Era uma dona casta. E castas eram suas amizades – de homem e de mulher – e moderados seus hábitos. Acordava com o cantar dos passarinhos, ia à missa em jejum, vestido simples, gola fechada. Comungava pura de pecados e voltava para casa distribuindo esmolas pelo caminho. Pela manhã assistia ao banho e à lição dos filhos, olhava a despensa, discutia com o açougueiro e o verdureiro. Baixava bainhas, pregava botões, bem orientava e bem repreendia as empregadas. Antes da sesta, lia um capítulo de romance e, à tarde, reunia-se com as amigas para bordar e tricotar para a campanha “Aqueça o coração aquecendo um pobre”. Nem se sabe como na sua vida foi surgir Otávio de Menezes.

Era amigo do marido. Nas férias, quando a mulher ia para a estação de águas, Otávio jantava com os Pontes quase todas as noites. E começou a deitar uns olhos longos e açucarados sobre Henriqueta. Azeite doce e mel. Garapa pingada de sol.

Ela percebeu num ápice, intuição cega de mulher ao sentir-se admirada. Entre a irritação com a insolência (Será que não se enxerga? Quem pensa que sou? Por quem me toma?), entre os olhares demorados ao espelho para ver se estava bem, o rubor nas faces quando ele chegava – uma confusão de olhos baixos e mãos aflitas – e o calor dormente pelo corpo todo, maior em certas partes, seja dito a bem da verdade, quando ele a observava, insistente, tudo isso foi coisa de um mês. E agora estamos diante de um problema: Henriqueta quer continuar a ser mulher virtuosa, a recatada esposa do Pontes... e ama em segredo Otávio.

 

Durou todo o verão. Parecia até tentação do Altíssimo – Deus que me perdoe – para testar a virtude de Henriqueta. Mas a mulher de Otávio andava adoentada, resolveu demorar-se mais nas águas naquele ano. Viajara ainda em dezembro, só voltaria em março. E enquanto o Pontes discorria sobre os artigos da Gazeta Mercantil, Otávio, por baixo da mesa, encostava o pé no esquivo pé de Henriqueta. E no serão, durante os cochilos do marido, ou quando ele saía da sala para o banheiro, ou em busca do Sal de Fructas contra a dispepsia, começaram os convites rasgados para encontrarem-se a sós.

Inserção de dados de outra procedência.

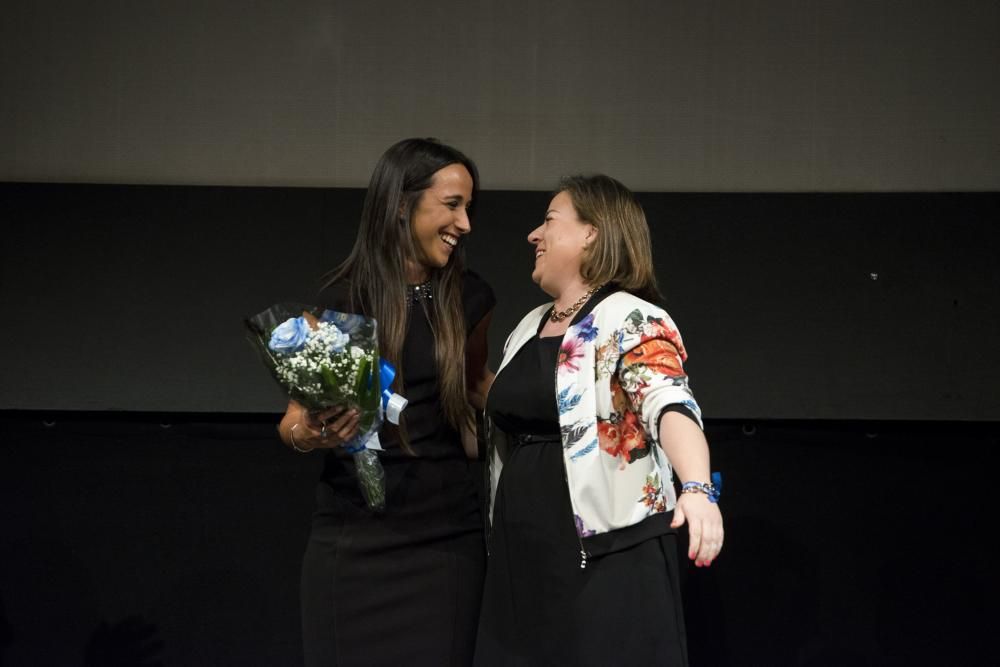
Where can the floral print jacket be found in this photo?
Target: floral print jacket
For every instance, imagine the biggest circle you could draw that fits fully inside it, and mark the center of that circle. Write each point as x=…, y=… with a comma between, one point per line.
x=619, y=367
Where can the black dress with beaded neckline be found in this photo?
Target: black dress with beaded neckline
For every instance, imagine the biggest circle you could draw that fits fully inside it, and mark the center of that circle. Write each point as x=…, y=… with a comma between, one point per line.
x=539, y=606
x=404, y=586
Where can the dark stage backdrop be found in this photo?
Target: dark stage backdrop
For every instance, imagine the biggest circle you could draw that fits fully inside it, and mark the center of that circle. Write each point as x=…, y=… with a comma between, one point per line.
x=794, y=306
x=847, y=543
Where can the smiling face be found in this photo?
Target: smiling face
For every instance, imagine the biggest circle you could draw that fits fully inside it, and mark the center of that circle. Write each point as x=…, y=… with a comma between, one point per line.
x=559, y=243
x=440, y=217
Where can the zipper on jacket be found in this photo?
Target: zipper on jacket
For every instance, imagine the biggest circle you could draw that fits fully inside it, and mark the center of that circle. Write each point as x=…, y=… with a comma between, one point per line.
x=562, y=454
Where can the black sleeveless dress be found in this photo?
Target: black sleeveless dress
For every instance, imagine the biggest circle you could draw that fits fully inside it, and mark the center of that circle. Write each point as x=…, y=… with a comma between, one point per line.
x=403, y=586
x=539, y=606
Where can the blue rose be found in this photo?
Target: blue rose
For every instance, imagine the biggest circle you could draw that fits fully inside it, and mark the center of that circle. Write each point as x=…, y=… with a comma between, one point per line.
x=289, y=336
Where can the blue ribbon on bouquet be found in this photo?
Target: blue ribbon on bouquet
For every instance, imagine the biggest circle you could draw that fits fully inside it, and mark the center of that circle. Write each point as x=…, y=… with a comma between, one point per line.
x=386, y=374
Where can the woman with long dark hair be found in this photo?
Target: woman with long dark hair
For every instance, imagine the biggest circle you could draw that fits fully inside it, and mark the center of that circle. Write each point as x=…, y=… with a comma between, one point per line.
x=404, y=585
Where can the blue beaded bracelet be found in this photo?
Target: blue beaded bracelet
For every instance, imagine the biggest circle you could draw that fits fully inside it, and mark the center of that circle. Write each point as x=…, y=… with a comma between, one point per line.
x=711, y=489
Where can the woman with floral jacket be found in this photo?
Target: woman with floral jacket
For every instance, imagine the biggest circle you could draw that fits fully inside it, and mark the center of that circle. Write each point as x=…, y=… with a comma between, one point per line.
x=588, y=418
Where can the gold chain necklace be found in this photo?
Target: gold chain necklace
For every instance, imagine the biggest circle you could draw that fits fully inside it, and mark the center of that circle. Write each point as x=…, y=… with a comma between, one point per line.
x=560, y=315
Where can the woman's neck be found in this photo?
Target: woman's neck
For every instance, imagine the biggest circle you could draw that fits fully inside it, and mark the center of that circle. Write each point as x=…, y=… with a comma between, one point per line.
x=570, y=294
x=416, y=273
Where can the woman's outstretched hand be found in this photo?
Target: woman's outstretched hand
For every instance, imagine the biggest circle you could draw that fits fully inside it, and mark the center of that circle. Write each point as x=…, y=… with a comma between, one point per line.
x=704, y=522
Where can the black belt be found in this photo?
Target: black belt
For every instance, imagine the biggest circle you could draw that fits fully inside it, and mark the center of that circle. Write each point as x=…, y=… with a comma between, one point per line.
x=536, y=438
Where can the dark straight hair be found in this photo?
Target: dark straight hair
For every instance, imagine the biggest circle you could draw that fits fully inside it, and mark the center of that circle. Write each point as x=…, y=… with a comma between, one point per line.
x=375, y=270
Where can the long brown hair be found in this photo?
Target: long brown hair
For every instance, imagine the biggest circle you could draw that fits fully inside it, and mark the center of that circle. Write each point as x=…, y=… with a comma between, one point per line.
x=375, y=270
x=622, y=253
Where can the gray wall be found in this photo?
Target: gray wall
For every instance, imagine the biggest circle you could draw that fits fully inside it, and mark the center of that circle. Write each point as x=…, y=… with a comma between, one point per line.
x=714, y=95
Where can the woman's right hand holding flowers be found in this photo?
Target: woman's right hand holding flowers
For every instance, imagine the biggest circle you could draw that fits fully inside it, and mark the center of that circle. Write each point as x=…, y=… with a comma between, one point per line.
x=325, y=429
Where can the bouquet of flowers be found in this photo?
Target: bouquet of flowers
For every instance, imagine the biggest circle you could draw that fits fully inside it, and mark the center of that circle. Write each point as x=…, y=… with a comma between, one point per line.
x=324, y=358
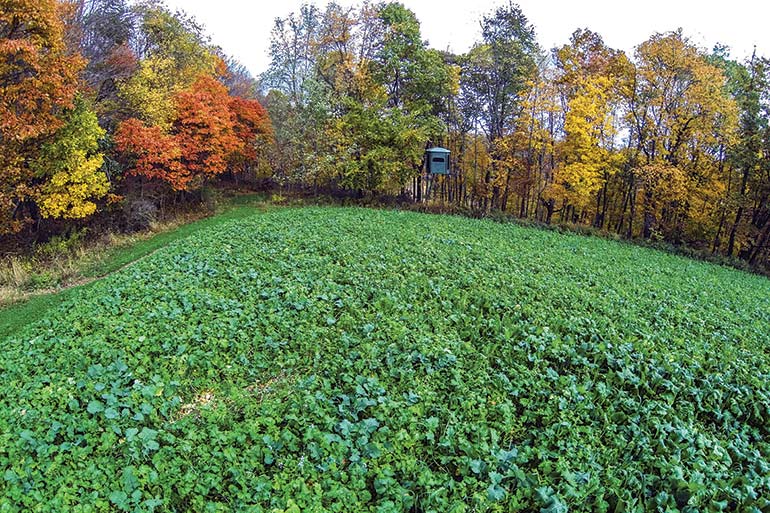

– Eu não paro de pensar em você, é uma loucura, fico desejando teu corpo, teus lábios, teus seios... e vinham lá outros pormenores que melhor será calar – que, afinal, esta é a história de uma dona casta.

Henriqueta resistiu, invicta:

– Não, Otávio, é melhor esquecer-me. Não posso trair meu marido, mentir-lhe, arrastar seu nome na lama, macular minha honra de mulher casada, comprometer dois inocentes. Só esta situação aqui, dentro do meu lar, já me deixa tão constrangida... É melhor nunca nos encontrarmos. Fica quieto que o Pontes já puxou a descarga.

Virtuosa sabemos que permaneceu – que pecar em pensamento não chega a ofender a virtude de ninguém – mas não conseguiu mandar Otávio embora, afastá-lo de vez, cortar o mal pela raiz, alguma fraqueza lhe concedamos.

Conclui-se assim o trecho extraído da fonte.